Jean-Michel Rocchi : Les hedge funds gagnent d'autant plus d'argent qu'ils engrangent des profits pour leurs clients. Ce qui a fait historiquement la fortune des hedge funds c'est la structure de rémunération dite "two and twenty" pour 2% de commission de gestion (management fee) portant sur actifs gérés et 20% de commission de performance (performance fee) calculée après un taux minimum de rémunération (méthode dite du "hurdle rate") ou à la condition que la valeur liquidative du fonds soit en hausse (principe du "high water mark" absolu ou en annualisé.
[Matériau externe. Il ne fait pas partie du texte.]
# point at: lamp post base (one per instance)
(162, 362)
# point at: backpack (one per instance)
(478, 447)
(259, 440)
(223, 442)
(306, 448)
De nos jours pour les institutionnels le tarif est plutôt autour de 1% et 20%. Certains des meilleurs hedge funds du monde ont même parfois obtenu de leurs clients une commission de performance de 25% voire de 30%. Les clients ont raison de raisonner ainsi, car ce qui compte c'est la performance nette de frais et nette de fiscalité et là les hedge funds battent à plate couture la gestion classique depuis cinquante ans.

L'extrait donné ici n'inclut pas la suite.